Par des mémoires en défense, enregistrés les 19 avril et 27 septembre 2023, l'Agence nationale de l'habitat (ANAH) conclut au rejet de la requête et à ce qu'une somme de 2 500 euros soit mise à la charge de Mme C... au titre de l'article L. 761-1 du code de justice administrative.
Elle soutient que :
- le jugement attaqué n'est pas irrégulier ;
- la demande de première instance est irrecevable ; elle ne contient pas l'exposé de conclusions, en méconnaissance de l'article R. 411-1 du code de justice administrative ;
- les moyens soulevés par Mme C... ne sont pas fondés.
Les parties ont été informées, en application des dispositions de l'article R. 611-7 du code de justice administrative, de ce que l'arrêt était susceptible d'être fondé sur un moyen relevé d'office, tiré de ce que le jugement attaqué en ce qu'il a rejeté la demande de Mme C... sans que l'avocat désigné par le bureau d'aide juridictionnelle ait été mis en demeure, au préalable, d'accomplir les diligences qui lui incombent, est entaché d'irrégularité.
Des observations en réponse à ce courrier ont été présentées le 30 septembre 2024 pour l'ANAH.
Mme C... a été admise au bénéfice de l'aide juridictionnelle totale par une décision du 14 novembre 2022.
Vu les autres pièces du dossier.
Vu :
- le code de la construction et de l'habitation ;
- le décret n°2020-1717 du 28 décembre 2020 ;
- le code de justice administrative.
Les parties ont été régulièrement averties du jour de l'audience.
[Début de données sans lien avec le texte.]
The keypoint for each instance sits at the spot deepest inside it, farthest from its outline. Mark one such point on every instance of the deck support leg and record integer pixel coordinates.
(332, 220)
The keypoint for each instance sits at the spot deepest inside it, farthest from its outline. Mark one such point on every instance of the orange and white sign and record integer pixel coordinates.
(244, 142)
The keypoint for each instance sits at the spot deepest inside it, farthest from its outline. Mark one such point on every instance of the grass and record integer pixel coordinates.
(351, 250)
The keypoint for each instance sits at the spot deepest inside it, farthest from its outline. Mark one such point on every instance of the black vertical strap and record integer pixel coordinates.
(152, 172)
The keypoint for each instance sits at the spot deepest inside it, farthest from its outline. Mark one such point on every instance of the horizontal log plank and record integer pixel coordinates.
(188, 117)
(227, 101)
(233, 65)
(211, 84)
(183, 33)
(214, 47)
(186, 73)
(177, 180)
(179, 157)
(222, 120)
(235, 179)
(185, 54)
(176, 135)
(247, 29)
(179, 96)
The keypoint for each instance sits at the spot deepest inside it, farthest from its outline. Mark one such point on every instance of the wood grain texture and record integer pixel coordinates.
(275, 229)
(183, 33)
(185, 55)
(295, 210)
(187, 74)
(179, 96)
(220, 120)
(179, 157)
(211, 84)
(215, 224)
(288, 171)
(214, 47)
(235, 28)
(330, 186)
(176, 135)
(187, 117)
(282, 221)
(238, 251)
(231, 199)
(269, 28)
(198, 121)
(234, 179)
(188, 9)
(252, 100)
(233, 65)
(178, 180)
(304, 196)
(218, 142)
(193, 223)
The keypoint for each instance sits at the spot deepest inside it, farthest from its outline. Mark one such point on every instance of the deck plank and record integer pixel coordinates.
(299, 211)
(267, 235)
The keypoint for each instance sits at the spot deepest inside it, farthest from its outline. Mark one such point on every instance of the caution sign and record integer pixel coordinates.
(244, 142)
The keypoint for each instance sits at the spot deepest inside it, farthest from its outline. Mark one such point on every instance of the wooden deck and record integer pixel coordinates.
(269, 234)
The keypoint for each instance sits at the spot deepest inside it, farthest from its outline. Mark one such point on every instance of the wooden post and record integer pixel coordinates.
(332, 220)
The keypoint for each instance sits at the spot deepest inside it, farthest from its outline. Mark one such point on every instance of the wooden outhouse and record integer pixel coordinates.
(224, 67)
Ont été entendus au cours de l'audience publique :
- le rapport de M. Dias,
- les conclusions de M. Le Brun, rapporteur public,
- et les observations de Me Le Guen, représentant Mme C..., et de Me Chevandier, représentant l'Agence nationale de l'habitat.
Considérant ce qui suit :
1. Par une décision du 27 octobre 2020, le conseil départemental du Finistère a refusé d'accorder à Mme C... la subvention qu'elle demandait pour financer les travaux de rénovation énergétique de la maison d'habitation dont elle est propriétaire, sur le territoire de la commune de Plonévez-du-Faou (Finistère). Par une décision du 11 février 2021, la directrice générale de l'Agence nationale de l'habitat (ANAH), statuant sur le recours hiérarchique de Mme C..., a refusé de lui octroyer la subvention. Par un jugement du 16 septembre 2022, le tribunal administratif de Rennes a rejeté la demande de Mme C... tendant à l'annulation de la décision du 11 février 2021 de la directrice générale de l'ANAH. Mme C... relève appel de ce jugement.
Sur la régularité du jugement attaqué :
2. Lorsque l'avocat désigné au titre de l'aide juridictionnelle n'a pas produit de mémoire, le juge ne peut, afin d'assurer au requérant le bénéfice effectif du droit qu'il tire de la loi n° 91-647 du 10 juillet 1991, rejeter la requête sans avoir préalablement mis l'avocat désigné en demeure d'accomplir, dans un délai qu'il détermine, les diligences qui lui incombent et porté cette carence à la connaissance du requérant, afin de le mettre en mesure, le cas échéant, de choisir un autre représentant.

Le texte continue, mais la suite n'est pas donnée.